At this point you should have R and R Studio installed on your computer, if that is not the case check out Getting Started with Data Science (Part I) in this series.

A brief primer on R

As with Python, R is a interpreted language , where they differ though is that Python is a general purpose language that can be used for many different applications. R is a statistical computing language designs for data analysis and graphical representation of data. You are not going to go out and design a video game using R, its main purpose in life is to analyze data.

The beauty of R is, like Python, it is very easy to work with and fairly straightforward to read and write. A huge benefit is R’s IDE, R Studio, in my opinion this is one of the best IDEs out there, it allows the user to execute each line or block of code as it is written and see the progress of how the script (what a R program is called) is progressing data. R came about in 1991 and the first stable release was in 2000.

A simple program in R

To get started writing code in R first we need to open up R Studio, once open you will see three separate viewports, as we use the items within these viewports we will discuss what they are and do.

To get up and running wirting in R we will need to create an R script, in the upper left hand corner of R Studio there is an icon with a green + symbol, clicking that will bring up a context menu to choose the type of file you’d like to create, for this exercise we will select R Script.
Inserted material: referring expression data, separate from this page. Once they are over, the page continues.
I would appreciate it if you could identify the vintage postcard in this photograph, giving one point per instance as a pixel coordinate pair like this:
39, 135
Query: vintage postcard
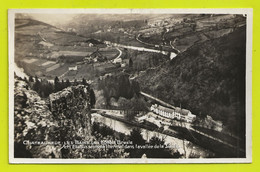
130, 85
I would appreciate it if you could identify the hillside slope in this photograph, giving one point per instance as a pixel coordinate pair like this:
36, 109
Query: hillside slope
208, 79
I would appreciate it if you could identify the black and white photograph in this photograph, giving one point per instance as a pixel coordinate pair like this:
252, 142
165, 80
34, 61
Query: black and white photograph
130, 85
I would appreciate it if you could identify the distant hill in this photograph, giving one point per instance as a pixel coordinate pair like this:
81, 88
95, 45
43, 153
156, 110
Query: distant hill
208, 79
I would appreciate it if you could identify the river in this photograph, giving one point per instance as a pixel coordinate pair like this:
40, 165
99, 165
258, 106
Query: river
190, 148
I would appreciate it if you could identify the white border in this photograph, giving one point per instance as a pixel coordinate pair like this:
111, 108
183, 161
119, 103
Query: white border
248, 11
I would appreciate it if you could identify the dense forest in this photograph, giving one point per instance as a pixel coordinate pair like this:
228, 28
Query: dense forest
208, 79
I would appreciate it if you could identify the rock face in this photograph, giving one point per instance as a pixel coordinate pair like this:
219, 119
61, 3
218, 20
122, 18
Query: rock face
32, 122
40, 132
71, 107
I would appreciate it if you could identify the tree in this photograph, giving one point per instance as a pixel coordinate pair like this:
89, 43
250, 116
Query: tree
92, 98
136, 137
56, 84
31, 79
130, 63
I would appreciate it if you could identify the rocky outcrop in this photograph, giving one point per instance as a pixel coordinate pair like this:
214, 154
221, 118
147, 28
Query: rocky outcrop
40, 131
32, 122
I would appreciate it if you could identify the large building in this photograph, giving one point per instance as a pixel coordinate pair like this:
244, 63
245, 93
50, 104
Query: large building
177, 113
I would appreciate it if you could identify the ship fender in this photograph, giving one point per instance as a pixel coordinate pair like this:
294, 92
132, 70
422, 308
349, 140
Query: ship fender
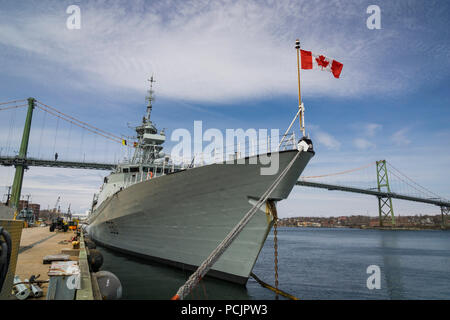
90, 244
109, 285
95, 259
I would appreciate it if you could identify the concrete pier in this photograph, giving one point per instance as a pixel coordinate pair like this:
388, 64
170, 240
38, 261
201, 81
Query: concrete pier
38, 242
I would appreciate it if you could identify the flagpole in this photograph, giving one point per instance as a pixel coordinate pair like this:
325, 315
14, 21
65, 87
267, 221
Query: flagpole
300, 118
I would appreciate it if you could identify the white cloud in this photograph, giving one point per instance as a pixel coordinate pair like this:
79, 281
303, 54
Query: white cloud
203, 51
372, 128
325, 139
400, 137
363, 144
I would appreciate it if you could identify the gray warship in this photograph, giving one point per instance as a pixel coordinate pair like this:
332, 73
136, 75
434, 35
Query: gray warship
175, 214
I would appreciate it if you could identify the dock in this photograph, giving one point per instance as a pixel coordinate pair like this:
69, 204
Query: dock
37, 243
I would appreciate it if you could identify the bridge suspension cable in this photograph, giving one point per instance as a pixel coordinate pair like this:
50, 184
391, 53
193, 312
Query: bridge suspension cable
13, 101
417, 186
78, 123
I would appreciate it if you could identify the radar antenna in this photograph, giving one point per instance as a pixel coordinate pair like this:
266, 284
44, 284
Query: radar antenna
150, 98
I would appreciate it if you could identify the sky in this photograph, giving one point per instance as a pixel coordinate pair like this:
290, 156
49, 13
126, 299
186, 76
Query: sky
232, 64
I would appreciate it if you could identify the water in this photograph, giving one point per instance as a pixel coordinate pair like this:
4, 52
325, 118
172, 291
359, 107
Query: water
313, 263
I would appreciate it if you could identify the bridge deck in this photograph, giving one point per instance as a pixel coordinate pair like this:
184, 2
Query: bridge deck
437, 202
12, 161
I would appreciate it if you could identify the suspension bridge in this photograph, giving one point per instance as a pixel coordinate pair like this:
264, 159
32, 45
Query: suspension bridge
63, 141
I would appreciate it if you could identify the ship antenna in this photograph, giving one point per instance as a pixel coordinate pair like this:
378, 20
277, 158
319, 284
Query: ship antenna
150, 98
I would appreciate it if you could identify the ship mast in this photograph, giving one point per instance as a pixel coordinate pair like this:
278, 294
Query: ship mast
149, 98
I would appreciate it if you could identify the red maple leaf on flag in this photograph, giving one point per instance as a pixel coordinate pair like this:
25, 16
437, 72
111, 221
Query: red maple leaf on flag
322, 62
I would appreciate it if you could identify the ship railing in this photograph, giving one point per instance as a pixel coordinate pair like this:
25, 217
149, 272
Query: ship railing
247, 148
241, 149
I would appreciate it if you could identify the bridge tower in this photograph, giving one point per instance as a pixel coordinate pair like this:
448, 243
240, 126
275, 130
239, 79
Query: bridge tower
20, 167
385, 208
445, 211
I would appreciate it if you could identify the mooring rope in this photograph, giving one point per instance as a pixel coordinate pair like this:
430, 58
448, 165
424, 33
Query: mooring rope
194, 279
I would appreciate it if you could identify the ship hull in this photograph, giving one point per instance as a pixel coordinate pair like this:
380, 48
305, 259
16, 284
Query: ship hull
180, 218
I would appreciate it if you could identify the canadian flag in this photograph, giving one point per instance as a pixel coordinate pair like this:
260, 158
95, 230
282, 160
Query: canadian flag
314, 61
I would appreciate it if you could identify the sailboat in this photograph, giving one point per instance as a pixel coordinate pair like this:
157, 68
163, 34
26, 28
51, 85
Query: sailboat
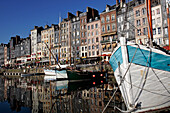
142, 74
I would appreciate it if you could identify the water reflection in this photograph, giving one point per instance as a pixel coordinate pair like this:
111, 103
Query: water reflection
33, 94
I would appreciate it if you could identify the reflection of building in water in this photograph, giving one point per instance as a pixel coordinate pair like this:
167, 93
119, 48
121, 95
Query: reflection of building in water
93, 99
16, 95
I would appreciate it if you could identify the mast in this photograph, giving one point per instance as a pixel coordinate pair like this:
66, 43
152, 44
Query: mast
168, 20
149, 17
70, 48
50, 52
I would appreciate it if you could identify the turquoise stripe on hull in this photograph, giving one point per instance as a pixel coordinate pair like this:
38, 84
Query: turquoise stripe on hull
157, 61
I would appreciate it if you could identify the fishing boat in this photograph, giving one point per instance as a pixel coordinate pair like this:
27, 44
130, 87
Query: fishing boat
143, 75
56, 72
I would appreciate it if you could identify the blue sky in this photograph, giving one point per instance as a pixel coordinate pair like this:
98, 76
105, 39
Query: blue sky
18, 17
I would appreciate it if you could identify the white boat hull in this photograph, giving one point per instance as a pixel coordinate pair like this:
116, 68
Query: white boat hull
143, 77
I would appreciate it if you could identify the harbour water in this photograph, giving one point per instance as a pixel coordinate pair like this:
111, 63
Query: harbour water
35, 95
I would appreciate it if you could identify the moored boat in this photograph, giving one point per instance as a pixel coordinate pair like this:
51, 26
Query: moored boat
62, 74
143, 76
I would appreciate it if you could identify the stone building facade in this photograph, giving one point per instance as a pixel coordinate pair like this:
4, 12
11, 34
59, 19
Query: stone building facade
108, 30
93, 38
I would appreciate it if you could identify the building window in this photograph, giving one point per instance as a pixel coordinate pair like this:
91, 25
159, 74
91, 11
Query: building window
108, 19
89, 53
113, 17
139, 32
92, 33
102, 20
108, 27
88, 34
97, 39
93, 47
93, 52
92, 27
85, 20
144, 31
82, 27
166, 30
82, 54
97, 46
137, 13
159, 30
96, 25
153, 21
138, 22
89, 47
154, 31
113, 27
103, 28
144, 21
92, 40
89, 41
158, 20
88, 27
153, 12
96, 32
158, 11
85, 33
143, 11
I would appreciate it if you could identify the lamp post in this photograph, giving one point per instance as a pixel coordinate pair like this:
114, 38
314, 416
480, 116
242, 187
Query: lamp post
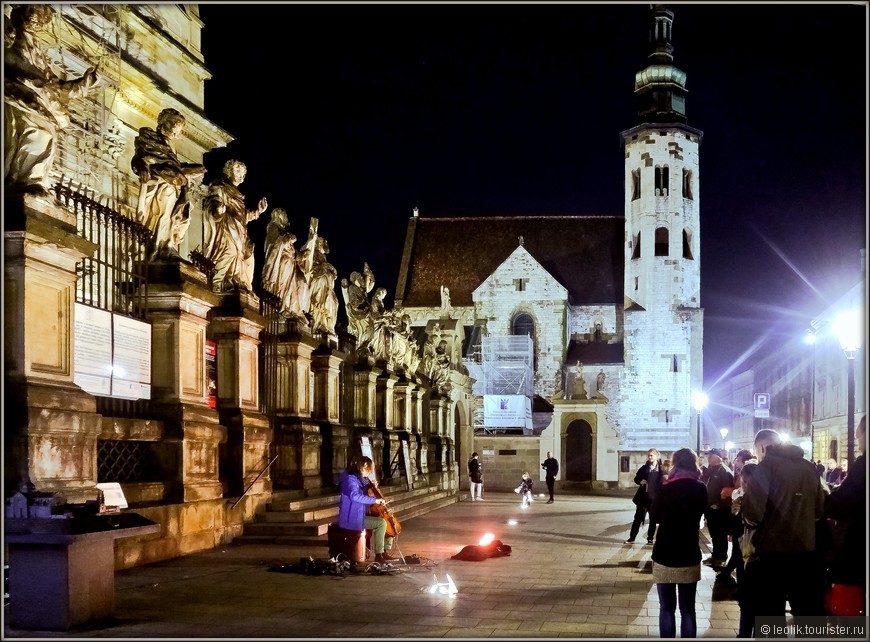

Now you will have a fourth viewport which is in the upper left hand quadrant of the window. This is you R Script and where you will start writing you code.

Writing our first script

Inside the R Script you have just created write the following code.

print("hello world")

Now comes one of the beauties of R and R Studio, while still on the line containing print("hello world")hit ctrl+enter or cmd+return and in the terminal in the lower left hand viewport you will see the output in the terminal. This alows us to see the output of the code as it is being written in the IDE, similar to notebooks which we will cover in a separate article.

Diving deeper

Since R is not a general purpose language such as Python we are not going to create the same program we did in the Part II where we discussed the basics of python. Instead we are going to handle some data and perform some basic manipulations and visualizations.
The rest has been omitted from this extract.